Criminality, homelessness and addiction – A success story

The BBC features the Delaney Street Foundation. A co-operative community of former prisoners, homeless and addicted that has rehabilitated over 14,000 people into “successful taxpaying citizens leading decent legitimate and productive lives.” It has never taken public money, relies on private donors and the profits of its own businesses. It is self-managed with no support staff giving it low operating costs of approximately $10,000 per capita (£5150). Here is a more detailed outline of the approach they take.

  • Belfastwhite

    Seems like a very worthwhile and groundbreaking project. I wish them every success.

  • Crataegus

    Thanks for the link very interesting scheme.

  • parcifal

    brilliant fair-deal, projects like this give much needed self-esteem to people who’ve fallen foul of the law.

  • The Clockwoman

    Dito. News to me. Now that is a worth while issue our new Assembly can debate before the MLA Pensions Bill is debated *cough*

  • splurge

    Not to be cynical, but if we tried it here the centres would end up run by the UDA

  • Nevin

    Perhaps they should have a Delancey-type programme here for aspiring MPs, MLAs and councillors. It might have worked wonders with the residents of Stormont these past four years …

  • Just to take this completely off-topic, but since there’s nowhere else to put this, maybe some of the Slugger staff would consider blogging it?

    http://www.belfasttoday.net/ViewArticle2.aspx?SectionID=3425&ArticleID=2045160

  • mickhall

    I would suggest caution before giving support to any programs for the treatment of Drug Addicts that emulate from within the USA. The USA has a disastrous record in this field, not least by pushing oral methadone out into the western world as a treatment drug for herion addiction, although at least the aforementioned was partially based on an addicts medical needs.

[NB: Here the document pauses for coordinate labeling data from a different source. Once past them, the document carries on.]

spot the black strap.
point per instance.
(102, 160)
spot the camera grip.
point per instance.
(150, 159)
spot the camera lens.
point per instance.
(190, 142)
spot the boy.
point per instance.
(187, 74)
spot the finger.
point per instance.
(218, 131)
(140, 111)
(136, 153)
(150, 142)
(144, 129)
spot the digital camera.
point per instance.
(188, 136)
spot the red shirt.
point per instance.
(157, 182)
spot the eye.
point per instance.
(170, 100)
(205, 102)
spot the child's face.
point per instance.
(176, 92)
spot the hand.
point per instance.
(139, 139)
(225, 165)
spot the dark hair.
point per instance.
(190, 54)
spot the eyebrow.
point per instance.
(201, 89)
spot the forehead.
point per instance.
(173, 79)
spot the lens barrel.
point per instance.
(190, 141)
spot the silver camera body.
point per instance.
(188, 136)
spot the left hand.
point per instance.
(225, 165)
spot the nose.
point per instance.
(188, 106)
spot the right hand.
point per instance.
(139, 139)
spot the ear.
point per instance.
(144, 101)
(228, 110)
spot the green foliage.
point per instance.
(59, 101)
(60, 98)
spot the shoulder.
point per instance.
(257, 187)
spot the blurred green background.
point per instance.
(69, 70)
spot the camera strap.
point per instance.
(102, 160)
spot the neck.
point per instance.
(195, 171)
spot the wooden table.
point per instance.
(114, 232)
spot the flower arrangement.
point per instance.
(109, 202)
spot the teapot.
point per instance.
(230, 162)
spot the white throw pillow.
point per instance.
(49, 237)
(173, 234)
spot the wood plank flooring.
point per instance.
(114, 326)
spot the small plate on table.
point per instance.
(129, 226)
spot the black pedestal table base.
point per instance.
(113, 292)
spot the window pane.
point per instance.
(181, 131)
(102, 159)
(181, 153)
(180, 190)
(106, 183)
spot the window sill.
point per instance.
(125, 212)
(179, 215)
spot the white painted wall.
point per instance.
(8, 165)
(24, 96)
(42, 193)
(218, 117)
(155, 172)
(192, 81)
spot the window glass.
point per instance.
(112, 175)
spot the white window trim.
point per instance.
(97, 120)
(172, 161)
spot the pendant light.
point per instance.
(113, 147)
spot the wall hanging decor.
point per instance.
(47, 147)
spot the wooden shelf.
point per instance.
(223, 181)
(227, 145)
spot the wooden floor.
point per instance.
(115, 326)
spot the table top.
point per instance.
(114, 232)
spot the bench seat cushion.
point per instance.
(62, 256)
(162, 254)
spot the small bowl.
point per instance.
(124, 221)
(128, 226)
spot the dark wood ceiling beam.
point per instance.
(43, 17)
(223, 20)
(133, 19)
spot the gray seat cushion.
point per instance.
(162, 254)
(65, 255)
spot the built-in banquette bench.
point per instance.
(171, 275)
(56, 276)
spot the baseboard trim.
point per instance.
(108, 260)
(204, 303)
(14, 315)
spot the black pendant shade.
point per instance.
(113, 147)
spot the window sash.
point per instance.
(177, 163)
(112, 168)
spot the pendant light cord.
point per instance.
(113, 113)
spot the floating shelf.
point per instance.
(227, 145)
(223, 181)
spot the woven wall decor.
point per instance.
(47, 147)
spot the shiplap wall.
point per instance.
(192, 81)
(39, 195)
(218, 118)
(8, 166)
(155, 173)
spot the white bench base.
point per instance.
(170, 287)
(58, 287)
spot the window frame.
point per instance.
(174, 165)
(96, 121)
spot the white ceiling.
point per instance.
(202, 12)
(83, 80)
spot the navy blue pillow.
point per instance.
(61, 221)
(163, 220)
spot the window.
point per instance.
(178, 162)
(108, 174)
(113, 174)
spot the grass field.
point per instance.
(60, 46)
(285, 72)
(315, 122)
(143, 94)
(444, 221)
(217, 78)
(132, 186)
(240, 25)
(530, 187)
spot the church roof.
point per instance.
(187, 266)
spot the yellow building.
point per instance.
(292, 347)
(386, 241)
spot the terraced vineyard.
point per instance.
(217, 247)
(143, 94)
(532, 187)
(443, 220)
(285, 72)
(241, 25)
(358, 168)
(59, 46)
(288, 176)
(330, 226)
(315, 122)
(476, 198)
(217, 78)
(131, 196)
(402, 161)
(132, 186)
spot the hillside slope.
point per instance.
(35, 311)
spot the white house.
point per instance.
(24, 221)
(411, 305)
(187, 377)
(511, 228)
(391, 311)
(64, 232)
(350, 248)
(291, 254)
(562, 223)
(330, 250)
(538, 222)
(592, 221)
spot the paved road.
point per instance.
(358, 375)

    These days much of these treatment programs that emulate within the USA are based on the over all needs of society, and a smallish section of society at that. The worst aspect of US drug policy has been its insistence on prohibition, and not only in the USA, for via the world health organization they have attempted to force this blanket approach with some success on the whole world. Hence we have the nonsensical situation of destroying the poppy fields in Afghanistan at great financial and human cost. Which has resulted in the farmers loosing their livelihoods and western troops their lives, whilst there is a mass shortage of Dia-morphine[Heroin] in EU hospitals.

    The obvious answer to this shortage would be for the EU to purchase and manufacture Dia-morphine from Afghanistan, but due to US pressure this is not even on the agenda. The outcome of the USA’s war on drugs in Columbia has been equally if not even more disastrous than in Afghanistan. [to date that is]

    The ridiculous lengths the US government has gone to in its war on drugs is highlighted by the fact despite Dia-morphine being regarded as the most effective pain killing drug, it is hardly ever prescribed in the USA where the medical profession is forced by law to prescribe synthetic drugs of the methadone type.